The final unique element to Pulumi’s configuration language based experience is that it allows you to “eject” to a programming language based experience once you’ve gotten tired of it. You can simply run pulumi convert --language
and the Pulumi YAML program will be converted to the language of your choice, bringing you all the benefits like increased flexibility.
The Pulumi execution experience is client side, meaning you have to provide credentials to the Pulumi CLI and provider in order for it to create resources. You author your Pulumi program, then run the Pulumi CLI to let the cloud provider know about it.
Do you want to perform this update? yes
Updating (dev)
View Live: https://app.pulumi.com/jaxxstorm/s3/dev/updates/9
Type Name Status
+ pulumi:pulumi:Stack s3-dev created
+ ├─ aws:s3:Bucket my-bucket created
+ └─ aws:s3:BucketPolicy bucketPolicy created
Resources:
+ 3 created
Duration: 7s
What’s unique about Pulumi’s client side experience is that it can be embedded into any mechanism through Pulumi’s Automation API. This gives you the ability to essentially chose your own workflow for the client side drive experience. You can embed Pulumi into your own custom command line tools (and abstract the entire workflow that would usually be run in a series of CI/CD pipeline steps for example) or embed Pulumi into a web server creating your own server side execution experience.
If you’re a platform team thinking about the best ways of meeting your users needs, this give you an incredible level of flexibility that isn’t really possible with any of the other tools.

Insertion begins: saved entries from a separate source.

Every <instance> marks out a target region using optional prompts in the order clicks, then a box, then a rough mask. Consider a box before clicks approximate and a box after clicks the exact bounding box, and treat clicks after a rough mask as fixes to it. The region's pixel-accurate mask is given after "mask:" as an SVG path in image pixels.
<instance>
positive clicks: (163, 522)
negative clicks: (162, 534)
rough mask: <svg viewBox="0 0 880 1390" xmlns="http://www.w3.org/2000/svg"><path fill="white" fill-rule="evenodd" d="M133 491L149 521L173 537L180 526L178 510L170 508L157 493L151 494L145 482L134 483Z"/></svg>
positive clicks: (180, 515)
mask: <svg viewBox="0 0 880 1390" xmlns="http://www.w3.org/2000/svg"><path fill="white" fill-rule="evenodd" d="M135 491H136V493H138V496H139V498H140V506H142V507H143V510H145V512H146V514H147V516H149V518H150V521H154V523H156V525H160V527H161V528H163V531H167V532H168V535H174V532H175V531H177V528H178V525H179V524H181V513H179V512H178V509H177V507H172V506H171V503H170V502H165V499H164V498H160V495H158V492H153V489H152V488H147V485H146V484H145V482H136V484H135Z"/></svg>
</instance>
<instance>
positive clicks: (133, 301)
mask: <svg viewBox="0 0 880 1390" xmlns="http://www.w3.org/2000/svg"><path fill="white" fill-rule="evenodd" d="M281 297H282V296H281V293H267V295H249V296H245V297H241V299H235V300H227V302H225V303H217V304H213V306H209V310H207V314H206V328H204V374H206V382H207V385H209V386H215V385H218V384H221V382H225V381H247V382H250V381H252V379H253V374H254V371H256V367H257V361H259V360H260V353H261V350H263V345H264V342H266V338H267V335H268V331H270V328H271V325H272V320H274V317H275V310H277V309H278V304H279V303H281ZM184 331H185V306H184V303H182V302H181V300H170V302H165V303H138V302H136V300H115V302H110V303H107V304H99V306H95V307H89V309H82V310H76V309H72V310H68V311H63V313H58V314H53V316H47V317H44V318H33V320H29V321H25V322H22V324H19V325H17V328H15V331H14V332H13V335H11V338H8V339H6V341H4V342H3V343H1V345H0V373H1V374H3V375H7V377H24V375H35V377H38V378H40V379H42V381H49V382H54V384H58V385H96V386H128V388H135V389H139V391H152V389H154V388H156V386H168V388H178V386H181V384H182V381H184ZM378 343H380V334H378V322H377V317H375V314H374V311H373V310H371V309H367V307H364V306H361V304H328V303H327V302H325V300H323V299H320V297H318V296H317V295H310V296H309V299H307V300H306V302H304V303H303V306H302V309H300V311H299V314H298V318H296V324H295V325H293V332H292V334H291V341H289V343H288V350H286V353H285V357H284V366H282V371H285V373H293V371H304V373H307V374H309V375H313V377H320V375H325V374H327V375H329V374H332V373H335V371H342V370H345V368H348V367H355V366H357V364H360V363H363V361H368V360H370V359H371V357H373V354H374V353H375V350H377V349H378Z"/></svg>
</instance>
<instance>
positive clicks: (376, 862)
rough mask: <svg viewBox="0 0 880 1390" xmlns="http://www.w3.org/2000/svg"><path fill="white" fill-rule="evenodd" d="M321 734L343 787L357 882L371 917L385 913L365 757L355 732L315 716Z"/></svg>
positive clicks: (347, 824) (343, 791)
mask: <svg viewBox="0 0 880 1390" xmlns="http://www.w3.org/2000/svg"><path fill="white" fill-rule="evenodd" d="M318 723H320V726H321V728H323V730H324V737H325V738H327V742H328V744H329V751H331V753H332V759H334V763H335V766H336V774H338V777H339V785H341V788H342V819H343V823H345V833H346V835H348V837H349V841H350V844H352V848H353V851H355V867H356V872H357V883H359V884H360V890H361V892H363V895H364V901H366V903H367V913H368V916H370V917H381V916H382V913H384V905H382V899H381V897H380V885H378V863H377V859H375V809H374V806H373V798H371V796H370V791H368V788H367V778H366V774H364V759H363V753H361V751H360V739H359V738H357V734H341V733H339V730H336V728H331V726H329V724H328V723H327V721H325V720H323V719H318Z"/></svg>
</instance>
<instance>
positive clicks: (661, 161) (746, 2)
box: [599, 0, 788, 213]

Pulumi’s supports a whole bunch of cloud providers and you can find them in the Pulumi Registry. There are “bridged” providers which use Terraform providers to map out the CRUD functions available for each API on the cloud provider, or “native” providers which map out the functions directly from the Cloud Provider API. Native providers often have features available before bridged providers due to them not requiring community or code contributions before being usable, but it’s down to the cloud provider to add those mechanisms to their respective APIs - Azure is very good at this for example, AWS has some work to do.
Okay, I’ve written a lot of words so far explaining what the options are and how they can help you, but the title of this post has “choosing” in it, so I probably need to help you decide.
Taking all of the considerations around execution, authoring and cloud provider experience, I’d like to introduce to you - the Infrastructure as Code Decision Tree
This doesn’t cover all of the experience, but I hope it helps you make the right decisions.
The right decision is of course to choose Pulumi, but I’ll let you, reader, figure that out on your own!